Staphylococcus aureus is still by far the commonest cause of septic arthritis [1, 2]. A patient’s age group and clinical condition usually predisposed one to infective bacteria outside of usual cases due to SA [1,2,3]. Rarer causes of septic arthritis include Prevotella species [4,5,6, 8]. The literature reports these micro-organisms to be isolated in only a handful of cases [4,5,6,7,8,9]. And as such, there is no level 1 evidence for diagnosis, treatment, and eventual outcomes for PSA. Our case of discussion was a young male who fits the profile for PSA as per his risk factors [4]. Shalman et al. reported the condition to affect individuals in the 5th and 6th decades but it can also be expected in younger patients suffering from medical co-morbidities and risk factors, as was the case in our patient [4,5,6,7,8]. On history, he had a prior surgical history of the same (LEFT) hip for a previous infective arthritis that was treated and had healed uneventfully. Naseir et al. also reported Prevotella septic arthritis in a joint with previous surgery.

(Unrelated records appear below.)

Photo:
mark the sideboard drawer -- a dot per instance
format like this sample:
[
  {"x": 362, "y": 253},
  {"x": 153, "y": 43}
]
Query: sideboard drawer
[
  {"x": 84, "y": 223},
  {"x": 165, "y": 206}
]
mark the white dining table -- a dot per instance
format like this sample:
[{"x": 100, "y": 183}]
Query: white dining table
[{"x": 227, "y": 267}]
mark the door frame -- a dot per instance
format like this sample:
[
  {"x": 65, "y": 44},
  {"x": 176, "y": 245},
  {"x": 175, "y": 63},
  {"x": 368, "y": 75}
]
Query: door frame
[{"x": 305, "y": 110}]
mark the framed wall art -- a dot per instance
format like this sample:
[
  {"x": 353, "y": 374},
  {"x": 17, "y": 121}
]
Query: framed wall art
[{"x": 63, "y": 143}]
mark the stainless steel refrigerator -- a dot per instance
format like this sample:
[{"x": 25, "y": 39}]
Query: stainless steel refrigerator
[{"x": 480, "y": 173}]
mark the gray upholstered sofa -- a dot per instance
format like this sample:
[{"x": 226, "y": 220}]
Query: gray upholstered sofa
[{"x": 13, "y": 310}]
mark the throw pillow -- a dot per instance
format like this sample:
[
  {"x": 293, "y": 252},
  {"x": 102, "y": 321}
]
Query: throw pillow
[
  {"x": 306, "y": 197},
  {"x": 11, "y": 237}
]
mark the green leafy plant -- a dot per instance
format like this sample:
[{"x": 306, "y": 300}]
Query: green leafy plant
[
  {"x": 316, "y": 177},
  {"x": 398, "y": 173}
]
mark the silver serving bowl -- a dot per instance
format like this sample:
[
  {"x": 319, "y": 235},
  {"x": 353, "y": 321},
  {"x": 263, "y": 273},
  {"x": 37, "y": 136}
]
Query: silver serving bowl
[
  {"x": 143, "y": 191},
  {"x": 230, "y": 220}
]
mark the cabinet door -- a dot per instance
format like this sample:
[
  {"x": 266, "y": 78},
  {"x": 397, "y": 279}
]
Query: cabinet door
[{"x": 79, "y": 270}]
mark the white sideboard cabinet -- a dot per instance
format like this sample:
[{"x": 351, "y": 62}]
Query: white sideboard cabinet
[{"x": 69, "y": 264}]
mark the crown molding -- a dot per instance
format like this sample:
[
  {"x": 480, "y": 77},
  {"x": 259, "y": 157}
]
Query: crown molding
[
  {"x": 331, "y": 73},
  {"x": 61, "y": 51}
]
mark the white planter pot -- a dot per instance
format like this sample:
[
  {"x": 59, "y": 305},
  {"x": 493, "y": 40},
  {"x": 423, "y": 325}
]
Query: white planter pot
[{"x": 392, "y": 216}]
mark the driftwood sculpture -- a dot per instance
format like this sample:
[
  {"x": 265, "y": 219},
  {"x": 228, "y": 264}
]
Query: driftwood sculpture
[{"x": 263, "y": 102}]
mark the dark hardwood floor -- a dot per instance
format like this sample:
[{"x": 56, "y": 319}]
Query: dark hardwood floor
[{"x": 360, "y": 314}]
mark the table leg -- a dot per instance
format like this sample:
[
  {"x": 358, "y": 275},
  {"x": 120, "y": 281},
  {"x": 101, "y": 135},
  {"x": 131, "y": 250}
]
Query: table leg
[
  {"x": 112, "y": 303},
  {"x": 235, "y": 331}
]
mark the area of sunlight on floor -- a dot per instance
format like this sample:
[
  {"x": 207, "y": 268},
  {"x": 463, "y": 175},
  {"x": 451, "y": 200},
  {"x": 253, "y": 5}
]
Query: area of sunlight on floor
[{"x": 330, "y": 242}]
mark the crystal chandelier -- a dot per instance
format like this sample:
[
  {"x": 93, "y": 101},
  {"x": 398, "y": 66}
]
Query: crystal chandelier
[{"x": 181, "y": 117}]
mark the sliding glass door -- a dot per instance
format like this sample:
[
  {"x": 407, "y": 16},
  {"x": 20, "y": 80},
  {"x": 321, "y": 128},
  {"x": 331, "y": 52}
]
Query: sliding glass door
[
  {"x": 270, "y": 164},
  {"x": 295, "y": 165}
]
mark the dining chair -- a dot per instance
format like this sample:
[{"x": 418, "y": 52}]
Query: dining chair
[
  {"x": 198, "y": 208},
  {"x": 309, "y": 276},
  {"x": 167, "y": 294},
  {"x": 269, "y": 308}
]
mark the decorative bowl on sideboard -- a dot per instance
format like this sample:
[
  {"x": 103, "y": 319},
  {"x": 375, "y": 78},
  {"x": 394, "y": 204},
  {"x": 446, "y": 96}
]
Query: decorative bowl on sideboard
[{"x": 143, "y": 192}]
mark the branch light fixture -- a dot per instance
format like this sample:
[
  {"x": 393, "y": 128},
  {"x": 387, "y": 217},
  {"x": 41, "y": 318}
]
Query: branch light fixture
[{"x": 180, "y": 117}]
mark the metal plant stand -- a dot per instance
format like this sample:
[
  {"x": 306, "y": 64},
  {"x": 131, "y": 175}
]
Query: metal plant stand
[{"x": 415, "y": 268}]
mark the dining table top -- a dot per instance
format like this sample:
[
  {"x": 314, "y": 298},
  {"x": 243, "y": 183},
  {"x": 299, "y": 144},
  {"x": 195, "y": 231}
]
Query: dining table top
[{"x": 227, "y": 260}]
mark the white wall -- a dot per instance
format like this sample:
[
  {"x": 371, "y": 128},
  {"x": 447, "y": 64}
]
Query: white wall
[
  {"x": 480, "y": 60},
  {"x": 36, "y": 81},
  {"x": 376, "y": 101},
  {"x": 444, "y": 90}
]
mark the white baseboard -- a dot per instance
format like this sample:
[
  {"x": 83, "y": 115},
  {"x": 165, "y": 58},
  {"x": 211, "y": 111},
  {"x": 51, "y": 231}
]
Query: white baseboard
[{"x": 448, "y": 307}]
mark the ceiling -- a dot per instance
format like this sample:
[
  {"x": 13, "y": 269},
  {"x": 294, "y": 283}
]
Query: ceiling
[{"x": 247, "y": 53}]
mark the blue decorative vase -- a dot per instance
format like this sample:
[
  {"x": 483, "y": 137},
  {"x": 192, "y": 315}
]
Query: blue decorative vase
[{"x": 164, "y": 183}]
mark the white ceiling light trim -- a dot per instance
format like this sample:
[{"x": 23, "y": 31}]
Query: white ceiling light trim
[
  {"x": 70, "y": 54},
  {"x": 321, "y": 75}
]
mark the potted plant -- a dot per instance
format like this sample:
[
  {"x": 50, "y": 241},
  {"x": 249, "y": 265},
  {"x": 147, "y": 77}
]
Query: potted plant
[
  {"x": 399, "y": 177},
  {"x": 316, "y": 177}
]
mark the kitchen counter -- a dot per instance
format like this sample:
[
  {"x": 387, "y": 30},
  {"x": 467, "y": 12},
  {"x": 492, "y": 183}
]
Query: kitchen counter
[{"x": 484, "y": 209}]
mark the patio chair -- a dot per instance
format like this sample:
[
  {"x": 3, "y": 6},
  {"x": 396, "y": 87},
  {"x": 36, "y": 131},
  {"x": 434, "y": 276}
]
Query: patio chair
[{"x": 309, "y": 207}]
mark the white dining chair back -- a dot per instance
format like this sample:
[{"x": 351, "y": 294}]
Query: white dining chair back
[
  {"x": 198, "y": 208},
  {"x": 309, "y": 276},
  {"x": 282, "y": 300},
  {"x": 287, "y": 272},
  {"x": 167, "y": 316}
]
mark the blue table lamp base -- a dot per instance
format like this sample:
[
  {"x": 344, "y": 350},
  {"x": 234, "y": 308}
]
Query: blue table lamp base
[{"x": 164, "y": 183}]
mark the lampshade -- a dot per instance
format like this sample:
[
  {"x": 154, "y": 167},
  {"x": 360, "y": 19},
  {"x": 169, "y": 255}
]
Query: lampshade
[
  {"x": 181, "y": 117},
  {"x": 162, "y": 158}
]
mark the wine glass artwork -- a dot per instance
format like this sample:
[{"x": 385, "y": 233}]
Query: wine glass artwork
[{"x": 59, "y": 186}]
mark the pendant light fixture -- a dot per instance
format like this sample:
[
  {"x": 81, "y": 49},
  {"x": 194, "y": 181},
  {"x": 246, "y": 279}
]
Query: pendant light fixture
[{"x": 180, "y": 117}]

However, Shalman et.al and others reported the infection in surgically naive joints [5, 9]. Recent dental surgery has also been associated with PSA following dental tooth extraction [6, 7]. PSA post-dental surgery can develop as early as 48 hours post-tooth extraction especially in elderly patients [6]. Usually in cases that follow post-dental work there is an underlying arthropathy of sorts [7]. Joint inflammatory arthritides have always been noted to be risk factors for the development of infective arthritis on the whole [8,9,10,11].

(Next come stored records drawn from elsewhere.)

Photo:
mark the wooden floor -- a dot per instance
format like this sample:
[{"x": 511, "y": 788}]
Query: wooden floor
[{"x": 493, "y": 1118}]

Clinically PSA presents with the classic signs of infective arthritis with pain, swelling, warmth, and loss of function of the involved joint, however usually with an associated draining sinus [4, 5]. The picture can be easily confused with that of subacute and even chronic infective arthritis like the one seen in tuberculosis of the joints. Ironically, radiological changes with PSA are similar to those of chronic infective arthritis. Our case presented with an increased joint space and an effusion. Surgical drainage usually reveals a yellowish-to-greenish collection of pus [4]. Microscopy revealed a small gram-negative rod on Haematoxylin and Eosin staining previously referred to as Bacteroides species. Fortunately, these microorganisms are usually sensitive to antibiotics [12, 13]. However the duration of treatment is not well defined in the literature and so we adopted treatment as per the usual SA infective arthritis with the use of intravenous antibiotics for 4 weeks and an additional 2 weeks of oral antibiotics post-discharge [4, 13]. Metronidazole is the gold standard of treatment with clindamycin being the only alternative [13]. Traction was applied for the 1st four weeks with the plan to have the joint heal in an acceptable arthrodesis position of hip flexion at 15 degrees. Arthrodesis was preferred in our case since there was established joint destruction at presentation and the patient was not an ideal candidate for arthroplasty replacement due to his age and co-morbidities. At the last follow-up, the patient was seen to be mobilising non-weight bearing with crutches, and pain-free on the left hip.

Conclusion

PSA is an uncommon cause of a common orthopaedic emergency. A high index of suspicion should exist when treating septic arthritis patients presenting with a background of general inflammatory arthritis, and/or previous total joint replacement, especially in individuals with significant immunosuppression, intravenous drug abuse, and/or recent tooth extraction. Fortunately, although rare an entity, good outcomes can be expected with early diagnosis and classic treatment principles of joint decompression and lavage as well as guided antibiotic therapy.